Bima merupakan kerajaan Islam yang menonjol di Nusa Tenggara.Rajanya yang pertama masuk Islam ialah Ruma Ma Bata Wadu yang bergelar Sultan Bima I atau Sultan Abdul Khair(1611-1640).Namun,setelah terus-menerus melakukan perlawanan terhadap intervensi politik dan monopoli perdagangan VOC.ketika VOC mau memperbaharui perjanjian dengan Bima pada tahun 1668,Sultan Bima,Tureli Nggampo,menolaknya.ketika Tambora merampas Kapal VOC pada 1675,raja Tambora,Kalongkong dan para pembesarnya diharuskan menyerahkan keris-keris pusakanya kepada Holsteijn.pada tahun 1691,ketika permaisuri Kerajaan Dompu termatikan,Sultan Bima ditangkap dan diasingkan ke Makassar sampai meninggal dalam Penjara.kerajaan-kerajaan di Lombok,Sumbawa,Bima,dan lainnya selama abad XVIII dan akhir abad itu terus melakukan pemberontakan dan peperangan karena pihak VOC senantiasa mencampuri urusan pemerintahan kerajaan-kerajaan tersebut,bahkan menangkapi dan mengasingkan raja-raja yang melawan.

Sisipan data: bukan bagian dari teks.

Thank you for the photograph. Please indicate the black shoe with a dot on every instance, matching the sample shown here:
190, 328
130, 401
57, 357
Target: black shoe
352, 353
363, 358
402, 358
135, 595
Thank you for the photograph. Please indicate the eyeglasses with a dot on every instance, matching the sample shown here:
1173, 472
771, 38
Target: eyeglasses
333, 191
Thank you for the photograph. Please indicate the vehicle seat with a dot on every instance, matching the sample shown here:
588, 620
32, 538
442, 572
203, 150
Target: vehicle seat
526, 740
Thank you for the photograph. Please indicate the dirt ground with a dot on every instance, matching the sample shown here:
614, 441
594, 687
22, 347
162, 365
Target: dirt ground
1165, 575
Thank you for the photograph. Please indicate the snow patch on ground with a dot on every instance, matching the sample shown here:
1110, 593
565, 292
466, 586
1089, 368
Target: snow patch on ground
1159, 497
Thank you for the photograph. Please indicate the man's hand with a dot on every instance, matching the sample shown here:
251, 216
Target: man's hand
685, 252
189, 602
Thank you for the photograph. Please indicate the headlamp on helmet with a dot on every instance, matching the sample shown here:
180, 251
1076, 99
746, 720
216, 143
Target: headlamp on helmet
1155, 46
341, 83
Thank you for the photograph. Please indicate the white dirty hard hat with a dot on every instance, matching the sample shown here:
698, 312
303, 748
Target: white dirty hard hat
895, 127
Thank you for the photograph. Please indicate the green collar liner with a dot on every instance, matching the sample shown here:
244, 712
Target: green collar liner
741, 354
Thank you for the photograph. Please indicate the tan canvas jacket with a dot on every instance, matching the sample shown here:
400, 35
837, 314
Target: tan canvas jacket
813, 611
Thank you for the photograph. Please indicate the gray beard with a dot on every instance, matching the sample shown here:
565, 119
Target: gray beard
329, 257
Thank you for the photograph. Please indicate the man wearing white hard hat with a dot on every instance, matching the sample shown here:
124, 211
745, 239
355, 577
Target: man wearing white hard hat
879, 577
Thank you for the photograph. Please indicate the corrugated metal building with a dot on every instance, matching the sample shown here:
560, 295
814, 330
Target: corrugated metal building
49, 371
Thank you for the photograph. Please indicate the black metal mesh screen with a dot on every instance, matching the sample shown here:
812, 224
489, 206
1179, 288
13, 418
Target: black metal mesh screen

Pembicaraan mengenai sejarah Kesultanan Bima abad XIX dapat diperkaya oleh gambaran terperinci dalam Syair Kerajaan Bima yang menurut telaah filologi Henri Chambert-Loir diperkirakan dikarang sebelum tahun 1833,sebelum Raja Bicara abdul Nabi meletakan Jabatan dan digantikan oleh Putranya.Syair itu dikarang oleh Khatib Lukman,barang kali pada tahun 1830.Syair itu ditulis dengan huruf Jawa dan berbahasa Melayu.Syair itu menceritakan empat peristiwa yang terjadi di Bima pada awal abad XIX,yaitu letusan Gunung Tambora(1815)wafatdan pemakaman Sultan Abdul Hamid pada mei 1819.serangan bajak laut dan Pemberontakan Sultan Ismail pada 26 November 1819.

Sampai kini jejak Islam bisa dilacak dengan meneliti makam seorang mubaligh asal Makassar yang terletak di kota Bima. Begitu juga dengan makam Sultan Bima yang pertama kali memeluk Islam. Bisa disebut, seluruh penduduk Bima adalah para Muslim sejak mula.

Selain Sumbawa, Islam juga masuk ke Lombok. Orang-orang Bugis datang ke Lombok dari Sumbawa dan mengajarkan Islam di sana. Hingga kini, beberapa kata di suku-suku Lombok banyak kesamaannya dengan bahasa Bugis.